She coached him on his disguise as a transsexual and at home, he began wearing clothing that varied from jeans which were almost unisex to skirts and dresses. Over the next month, they established his new identity as Laura and when he went to see the doctor and confessed he’d been taking hormones because inside he knew he was really a girl, his GP played hell with him but agreed to refer him to a gender clinic.

On the war front, the casualties continued to mount as did the propaganda, senior politicians regularly appeared on the telly saying how important it was to protect the oil supplies and everywhere they were heckled by mothers who’d lost sons or husbands in their cause.

In school people began to see changes in Laurence, his face began to look girlish and he was growing his hair, he was also growing his chest and his nipples itched like mad as they began to develop. Because of his lack of a male puberty, his body seemed to seize on the opportunity to have a female one and he grew more girlish by the month. He decided when he went back after the summer holidays he was going back as a girl and began to tell the school, who weren’t exactly happy but agreed to it.

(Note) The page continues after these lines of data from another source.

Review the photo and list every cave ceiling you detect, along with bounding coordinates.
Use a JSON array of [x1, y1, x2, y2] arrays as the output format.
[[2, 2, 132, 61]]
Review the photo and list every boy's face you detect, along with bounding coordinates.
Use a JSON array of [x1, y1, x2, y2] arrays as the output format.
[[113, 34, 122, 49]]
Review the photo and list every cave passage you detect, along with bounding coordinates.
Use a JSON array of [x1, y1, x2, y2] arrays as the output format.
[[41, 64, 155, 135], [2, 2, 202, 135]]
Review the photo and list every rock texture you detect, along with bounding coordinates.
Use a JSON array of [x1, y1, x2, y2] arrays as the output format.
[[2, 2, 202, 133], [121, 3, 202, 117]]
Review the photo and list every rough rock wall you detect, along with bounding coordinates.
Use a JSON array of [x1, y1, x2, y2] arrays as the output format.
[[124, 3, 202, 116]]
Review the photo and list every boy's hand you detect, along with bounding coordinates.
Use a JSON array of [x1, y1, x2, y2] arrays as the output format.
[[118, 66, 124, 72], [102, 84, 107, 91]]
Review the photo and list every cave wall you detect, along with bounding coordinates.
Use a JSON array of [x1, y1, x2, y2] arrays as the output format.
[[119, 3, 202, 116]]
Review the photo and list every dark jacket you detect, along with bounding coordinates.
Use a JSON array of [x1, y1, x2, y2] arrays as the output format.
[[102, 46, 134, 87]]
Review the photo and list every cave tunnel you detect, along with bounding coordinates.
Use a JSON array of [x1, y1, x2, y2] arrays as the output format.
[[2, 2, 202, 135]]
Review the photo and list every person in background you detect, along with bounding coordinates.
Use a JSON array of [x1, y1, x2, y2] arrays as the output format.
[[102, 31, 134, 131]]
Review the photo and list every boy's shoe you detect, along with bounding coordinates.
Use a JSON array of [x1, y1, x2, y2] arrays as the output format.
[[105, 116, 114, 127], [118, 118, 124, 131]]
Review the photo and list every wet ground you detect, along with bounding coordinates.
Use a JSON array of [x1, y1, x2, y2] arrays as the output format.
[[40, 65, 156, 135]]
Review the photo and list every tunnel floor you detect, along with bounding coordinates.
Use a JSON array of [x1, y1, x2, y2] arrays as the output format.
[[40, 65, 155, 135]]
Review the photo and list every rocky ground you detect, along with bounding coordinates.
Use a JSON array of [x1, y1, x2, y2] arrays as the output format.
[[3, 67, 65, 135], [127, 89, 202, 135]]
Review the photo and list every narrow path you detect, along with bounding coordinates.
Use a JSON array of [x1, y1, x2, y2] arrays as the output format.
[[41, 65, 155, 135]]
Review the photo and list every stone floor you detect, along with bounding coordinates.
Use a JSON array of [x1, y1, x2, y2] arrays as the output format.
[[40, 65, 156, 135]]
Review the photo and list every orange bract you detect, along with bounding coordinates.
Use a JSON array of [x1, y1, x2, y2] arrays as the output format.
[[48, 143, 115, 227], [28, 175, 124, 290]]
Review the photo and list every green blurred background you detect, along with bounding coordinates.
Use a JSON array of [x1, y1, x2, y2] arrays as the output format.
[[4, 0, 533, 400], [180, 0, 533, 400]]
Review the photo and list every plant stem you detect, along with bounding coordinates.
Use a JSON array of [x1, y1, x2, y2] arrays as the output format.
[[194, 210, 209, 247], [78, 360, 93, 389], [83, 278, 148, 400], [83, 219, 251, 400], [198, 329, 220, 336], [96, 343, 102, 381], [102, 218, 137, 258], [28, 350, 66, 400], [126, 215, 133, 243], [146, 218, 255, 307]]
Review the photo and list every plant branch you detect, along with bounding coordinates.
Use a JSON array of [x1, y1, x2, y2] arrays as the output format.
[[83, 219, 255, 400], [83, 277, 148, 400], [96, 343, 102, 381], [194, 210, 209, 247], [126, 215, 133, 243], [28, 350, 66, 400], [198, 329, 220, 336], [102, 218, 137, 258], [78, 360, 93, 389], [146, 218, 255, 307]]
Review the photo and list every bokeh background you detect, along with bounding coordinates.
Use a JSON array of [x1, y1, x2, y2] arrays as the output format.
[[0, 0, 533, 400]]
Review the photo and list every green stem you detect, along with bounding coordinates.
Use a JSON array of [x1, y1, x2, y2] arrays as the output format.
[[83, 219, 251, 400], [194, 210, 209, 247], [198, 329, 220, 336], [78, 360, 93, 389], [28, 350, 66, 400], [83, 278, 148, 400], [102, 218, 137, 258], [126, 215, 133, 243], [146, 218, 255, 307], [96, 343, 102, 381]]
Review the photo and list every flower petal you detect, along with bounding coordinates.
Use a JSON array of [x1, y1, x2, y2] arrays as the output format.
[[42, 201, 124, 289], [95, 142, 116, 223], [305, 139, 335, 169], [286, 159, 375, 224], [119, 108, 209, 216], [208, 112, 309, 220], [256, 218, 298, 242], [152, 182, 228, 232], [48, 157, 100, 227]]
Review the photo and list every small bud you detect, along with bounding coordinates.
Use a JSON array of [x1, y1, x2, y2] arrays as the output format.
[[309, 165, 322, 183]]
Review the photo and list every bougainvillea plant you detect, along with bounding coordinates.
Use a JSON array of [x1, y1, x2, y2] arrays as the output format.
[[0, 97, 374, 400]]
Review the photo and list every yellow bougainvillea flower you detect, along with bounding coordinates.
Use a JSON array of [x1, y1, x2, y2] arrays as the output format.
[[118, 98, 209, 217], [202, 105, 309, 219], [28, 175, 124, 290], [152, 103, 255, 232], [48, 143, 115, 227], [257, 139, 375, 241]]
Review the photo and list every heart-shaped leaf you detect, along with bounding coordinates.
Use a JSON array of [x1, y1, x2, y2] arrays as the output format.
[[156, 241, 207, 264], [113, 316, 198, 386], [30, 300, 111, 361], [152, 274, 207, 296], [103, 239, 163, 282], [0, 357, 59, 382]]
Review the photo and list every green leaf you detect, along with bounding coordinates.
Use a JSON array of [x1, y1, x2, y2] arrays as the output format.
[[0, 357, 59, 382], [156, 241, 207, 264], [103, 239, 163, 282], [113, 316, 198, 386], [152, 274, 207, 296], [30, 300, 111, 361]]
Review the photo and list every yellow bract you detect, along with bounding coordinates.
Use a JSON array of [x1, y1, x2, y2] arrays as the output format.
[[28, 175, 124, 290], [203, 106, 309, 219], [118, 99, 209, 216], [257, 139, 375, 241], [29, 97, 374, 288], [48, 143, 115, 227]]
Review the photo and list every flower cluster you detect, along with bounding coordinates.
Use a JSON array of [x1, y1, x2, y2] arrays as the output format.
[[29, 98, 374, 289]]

So plans were made, and for his eighteenth birthday, he was going to come out to all his class. They’d organised a party at the local village hall and she’d chosen her outfit, had practiced her makeup, gestures, and everything else to be as feminine as possible. Sylvia felt a sadness as she lost her son, but a happiness that she might at least be able to retain a daughter.

The party was a success and nearly everyone supported her. The girls had spotted it much earlier than the boys and welcomed her to their group. The boys were bemused, why would anyone want to give up male status? One even asked if it was just a draft dodge. Sylvia shot that down and showed some photos of Laura as a young child in dresses. So they could claim she’d always known she was in the wrong body. It was a lie, there were a few photos of her in a dress at a fancy dress party, the rest were pictures of her cousin, Janet, who looked very alike at that age.

Laura had just taken her A-levels in Italian, French, German and Spanish. She expected to get good grades in French and Italian and she hoped moderate passes in German and Spanish. She got the envelope containing her results at the same time her call up papers arrived.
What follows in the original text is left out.